Results: A naturally processed and presented peptide, derived from the HPA-1a antigen, and spanning the Leu33 polymorphism, has been identified. The peptide is 16 amino acids in length and the sequence spans from Met at position 22 to Arg at position 37 of GPIIIa (MCAWCSDEALPLGSPR). The sequence thus includes the residues Trp25 and Leu33 that are predicted to form the dominant Th cell epitope. Despite the presence of other proteins that could be processed, the GPIIIa derived peptide Met22 - Arg37 is amongst those most abundantly presented by HLA-DRB3*0101 positive antigen presenting cells in culture. The sequences of further GPIIIa derived peptides forming a “nested set” surrounding the epitope, including Ala24 - Arg27 and Trp25 - Arg37, may also have been generated, but at levels too low for confidence in their identification.

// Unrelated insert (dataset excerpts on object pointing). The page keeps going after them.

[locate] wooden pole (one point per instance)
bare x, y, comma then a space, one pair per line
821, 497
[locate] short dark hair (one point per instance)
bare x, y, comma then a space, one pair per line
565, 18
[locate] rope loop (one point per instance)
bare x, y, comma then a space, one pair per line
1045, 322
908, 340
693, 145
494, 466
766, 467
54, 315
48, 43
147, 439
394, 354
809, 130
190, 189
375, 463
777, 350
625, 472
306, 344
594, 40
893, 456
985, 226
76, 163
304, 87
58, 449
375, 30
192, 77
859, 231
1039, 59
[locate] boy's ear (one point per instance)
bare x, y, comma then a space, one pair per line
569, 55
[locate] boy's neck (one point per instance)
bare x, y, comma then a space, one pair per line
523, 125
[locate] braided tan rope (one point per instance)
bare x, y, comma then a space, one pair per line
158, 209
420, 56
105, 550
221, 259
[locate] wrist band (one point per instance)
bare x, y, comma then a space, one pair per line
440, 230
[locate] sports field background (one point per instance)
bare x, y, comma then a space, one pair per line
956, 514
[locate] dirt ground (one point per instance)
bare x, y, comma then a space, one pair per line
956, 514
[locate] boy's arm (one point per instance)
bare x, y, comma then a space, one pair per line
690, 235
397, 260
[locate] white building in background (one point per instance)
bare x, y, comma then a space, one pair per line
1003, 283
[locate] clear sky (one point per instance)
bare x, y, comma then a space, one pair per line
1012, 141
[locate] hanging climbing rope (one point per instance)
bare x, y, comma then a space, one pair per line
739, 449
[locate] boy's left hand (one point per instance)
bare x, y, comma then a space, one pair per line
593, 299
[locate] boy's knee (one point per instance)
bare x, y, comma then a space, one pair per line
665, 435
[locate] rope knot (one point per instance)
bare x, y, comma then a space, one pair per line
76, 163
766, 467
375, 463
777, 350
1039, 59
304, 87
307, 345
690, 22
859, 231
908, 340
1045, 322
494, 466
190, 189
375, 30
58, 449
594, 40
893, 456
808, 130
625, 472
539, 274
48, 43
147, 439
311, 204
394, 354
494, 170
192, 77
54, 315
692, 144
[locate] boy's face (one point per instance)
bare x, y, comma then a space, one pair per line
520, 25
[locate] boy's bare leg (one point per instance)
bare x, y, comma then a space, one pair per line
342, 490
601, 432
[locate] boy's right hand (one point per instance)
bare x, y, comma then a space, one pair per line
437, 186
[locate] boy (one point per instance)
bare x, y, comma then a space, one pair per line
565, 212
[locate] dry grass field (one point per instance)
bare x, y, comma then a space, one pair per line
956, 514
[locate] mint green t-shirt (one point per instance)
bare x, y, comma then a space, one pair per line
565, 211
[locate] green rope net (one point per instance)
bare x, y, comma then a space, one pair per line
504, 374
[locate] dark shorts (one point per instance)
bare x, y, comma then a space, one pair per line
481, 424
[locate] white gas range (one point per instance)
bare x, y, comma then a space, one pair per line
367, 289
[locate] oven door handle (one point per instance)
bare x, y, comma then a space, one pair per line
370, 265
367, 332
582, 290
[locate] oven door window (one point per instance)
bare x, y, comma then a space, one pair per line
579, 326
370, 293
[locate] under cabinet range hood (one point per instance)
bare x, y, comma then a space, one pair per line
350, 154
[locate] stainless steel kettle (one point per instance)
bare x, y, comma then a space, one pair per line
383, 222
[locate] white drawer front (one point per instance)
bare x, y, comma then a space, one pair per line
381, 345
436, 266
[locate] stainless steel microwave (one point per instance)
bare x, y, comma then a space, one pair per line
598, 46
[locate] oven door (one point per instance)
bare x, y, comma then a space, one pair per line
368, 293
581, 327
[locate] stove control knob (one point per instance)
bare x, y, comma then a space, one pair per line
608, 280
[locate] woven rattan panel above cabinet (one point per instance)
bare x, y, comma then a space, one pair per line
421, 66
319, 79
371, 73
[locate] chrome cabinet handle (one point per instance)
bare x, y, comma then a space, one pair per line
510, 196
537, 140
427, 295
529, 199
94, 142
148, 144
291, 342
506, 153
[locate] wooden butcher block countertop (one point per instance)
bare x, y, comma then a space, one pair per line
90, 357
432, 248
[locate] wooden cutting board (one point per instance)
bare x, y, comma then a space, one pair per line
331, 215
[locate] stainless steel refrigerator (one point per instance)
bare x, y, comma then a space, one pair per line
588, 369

Conclusion: For the first time a naturally processed and presented HPA-1a peptide that spans the HPA- 1a polymorphism has been identified bound to the class II molecule encoded by HLADRB3* 0101. The efficient processing and presentation of this peptide, which includes the putative dominant Th epitope, is likely to be an important contributory factor in the immunogenicity of HPA-1a. Such peptides may also provide the basis for novel treatments to tolerize the corresponding Th response in HPA-1b1b women at risk of NAIT with an HPA-1a positive fetus.
Disclosures: No relevant conflicts of interest to declare.